When Berlinger entered the University of Pennsylvania in the fall of 1927, he played varsity football in his freshman year, but then decided to quit all other sports in favor of track, focusing on the decathlon with the goal of winning a gold medal in the Olympics. In 1928 he qualified for the U.S. Olympic team and participated in the Amsterdam Olympics, but placed seventeenth and failed to earn a medal. At the Penn Relays of 1929, 1930, and 1931, Barney set new national records in decathlon and as a result of this feat, the trophy was retired. He was also named the most outstanding amateur athlete in the nation by the National Sports Writers Association in 1931 and won the coveted Sullivan Award that was presented to him by Gifford Pinchot, then the governor of Pennsylvania.
Berlinger was on Penn’s varsity track team all four years, serving as its captain in his senior year.

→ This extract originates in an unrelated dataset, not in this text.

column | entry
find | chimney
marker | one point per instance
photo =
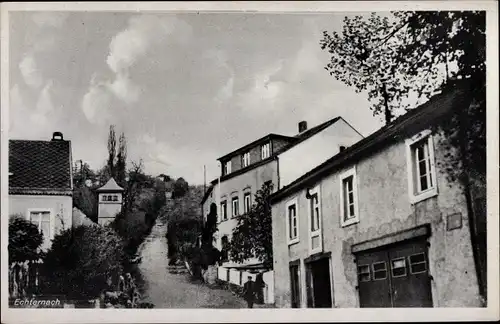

He was also a member of the Varsity Club, vice president of the Phi Kappa Beta Junior Society, and treasurer of the Sphinx Senior Honor Society. During his senior year he was elected Spoon Man, the most popular member of his class.
Following Berlinger’s graduation from the Wharton School, the Amateur Athletic Union selected him to represent the United States in a three month Goodwill Tour of South Africa. During the tour he set at least six South African records and was said to be “at the top of this game,” but a pulled muscle prevented his efforts to qualify for the 1932 Olympic games in Los Angeles. In one of his last appearances at the World’s Fair in Chicago in 1933, Barney set a new world’s record for the one day Decathlon and shortly thereafter the event was moved to a two day venue.
In 1934, Berlinger began his long career with Quaker City Gear Works in Huntingdon Valley, Pennsylvania, but continued to be involved with athletics for many years. In 1947 he was selected by the US Army as their “Coach of Coaches” and helped to teach a select group of Army officers how to properly coach and train soldiers wanting to compete in track and field athletics during allied occupation. This led to his 1952 appointment by President Eisenhower as a special emissary in his People-to-People Sports Program. Later in life, as his passion turned to hunting and similar sports, he became a member of many hunt and fishing clubs in and around Philadelphia.
At the time of his retirement as president of the Quaker City Gear Works Company, Barney Berlinger was a member of the inaugural classes of both the Penn Charter Sports Hall of Fame and the University of Pennsylvania Sports Hall of Fame as well as a member of the Pennsylvania Fish and Game Association and the Shikar Safari Club International. He also served as the first president of the African Safari Club of Philadelphia. Berlinger counted amongst his personal acquaintances Babe Ruth, Douglas MacArthur, Jimmy Stewart, Lou Gehrig, and Jim Thorpe, to whom he had been compared often during the 1930’s. Berlinger died in Doylestown, Pennsylvania, on December 2nd, 2002.